もし、現在教員免許を持っている人間も更新制の対象となれば、現職の教員だけでなく、教員免許を持っているすべての人間が免許の更新をしなければならないことになります。

 中教審の教員養成部会でも、既に免許を持っている人間は更新制の対象としないという方向で議論されてまきしたが、中間報告をまとめるときになって、現職教員を対象にしないということは「国民の理解を得られない」として現在教員免許を持っている人間も更新制の対象にすべきだという委員が巻き返しを図っているようです。

 この背景には、当然、教員免許更新制で問題教員や不適格教員を排除すべきだという教員不信があります。

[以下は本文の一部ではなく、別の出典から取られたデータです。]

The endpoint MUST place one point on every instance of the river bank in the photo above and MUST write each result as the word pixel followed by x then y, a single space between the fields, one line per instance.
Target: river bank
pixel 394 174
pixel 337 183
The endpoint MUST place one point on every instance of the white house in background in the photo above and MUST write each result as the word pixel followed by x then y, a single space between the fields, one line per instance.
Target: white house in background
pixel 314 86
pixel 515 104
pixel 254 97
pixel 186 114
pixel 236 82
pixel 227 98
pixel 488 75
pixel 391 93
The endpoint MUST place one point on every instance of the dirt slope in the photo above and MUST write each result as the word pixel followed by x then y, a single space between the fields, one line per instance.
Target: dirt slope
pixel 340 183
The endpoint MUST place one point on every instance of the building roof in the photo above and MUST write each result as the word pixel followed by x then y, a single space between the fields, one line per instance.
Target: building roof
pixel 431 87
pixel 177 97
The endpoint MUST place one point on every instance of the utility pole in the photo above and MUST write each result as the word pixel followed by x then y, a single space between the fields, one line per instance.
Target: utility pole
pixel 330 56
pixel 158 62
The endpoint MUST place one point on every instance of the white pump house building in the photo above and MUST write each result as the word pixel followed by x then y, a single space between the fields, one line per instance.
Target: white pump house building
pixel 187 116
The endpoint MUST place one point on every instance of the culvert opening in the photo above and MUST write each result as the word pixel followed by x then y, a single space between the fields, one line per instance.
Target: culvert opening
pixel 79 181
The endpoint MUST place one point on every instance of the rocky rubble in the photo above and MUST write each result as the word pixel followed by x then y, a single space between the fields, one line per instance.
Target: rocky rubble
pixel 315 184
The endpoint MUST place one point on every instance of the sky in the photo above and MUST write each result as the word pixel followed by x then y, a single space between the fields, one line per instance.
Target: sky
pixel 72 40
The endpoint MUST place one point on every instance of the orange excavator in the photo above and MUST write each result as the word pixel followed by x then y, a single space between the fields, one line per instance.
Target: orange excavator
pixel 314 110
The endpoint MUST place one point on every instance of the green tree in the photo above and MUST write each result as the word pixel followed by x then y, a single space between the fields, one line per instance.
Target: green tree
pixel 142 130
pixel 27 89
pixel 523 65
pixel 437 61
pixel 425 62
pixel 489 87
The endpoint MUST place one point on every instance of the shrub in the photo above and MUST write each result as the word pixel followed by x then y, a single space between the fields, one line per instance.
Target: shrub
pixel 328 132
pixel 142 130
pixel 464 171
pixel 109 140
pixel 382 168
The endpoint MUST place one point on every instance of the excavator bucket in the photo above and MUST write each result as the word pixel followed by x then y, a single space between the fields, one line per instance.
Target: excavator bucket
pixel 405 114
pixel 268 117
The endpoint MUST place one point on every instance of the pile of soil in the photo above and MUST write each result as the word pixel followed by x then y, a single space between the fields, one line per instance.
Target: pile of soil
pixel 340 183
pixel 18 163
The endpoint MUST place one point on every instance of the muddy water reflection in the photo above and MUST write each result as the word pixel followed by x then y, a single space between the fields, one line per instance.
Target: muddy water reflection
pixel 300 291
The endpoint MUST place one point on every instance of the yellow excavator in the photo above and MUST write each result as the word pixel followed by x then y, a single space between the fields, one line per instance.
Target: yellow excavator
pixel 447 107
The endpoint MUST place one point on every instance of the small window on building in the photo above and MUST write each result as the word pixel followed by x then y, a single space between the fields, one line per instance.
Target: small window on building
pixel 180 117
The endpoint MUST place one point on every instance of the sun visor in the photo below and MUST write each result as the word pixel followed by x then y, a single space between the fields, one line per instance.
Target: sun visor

 法律には「罪刑法定主義」という原則があり、罰則がある法律の効力は法制定以前にさかのぼることはできないことになっています。同様に、何らかの不利益が生まれることになる法律は、なるべく法律施行以前にまでさかのぼって適用しないことが通例です。この原則から言えば、教員免許の更新制は法律施行後に教員免許を取得した人間が対象となり、現在既に教員免許を持っている人間に適用されるべきではありません。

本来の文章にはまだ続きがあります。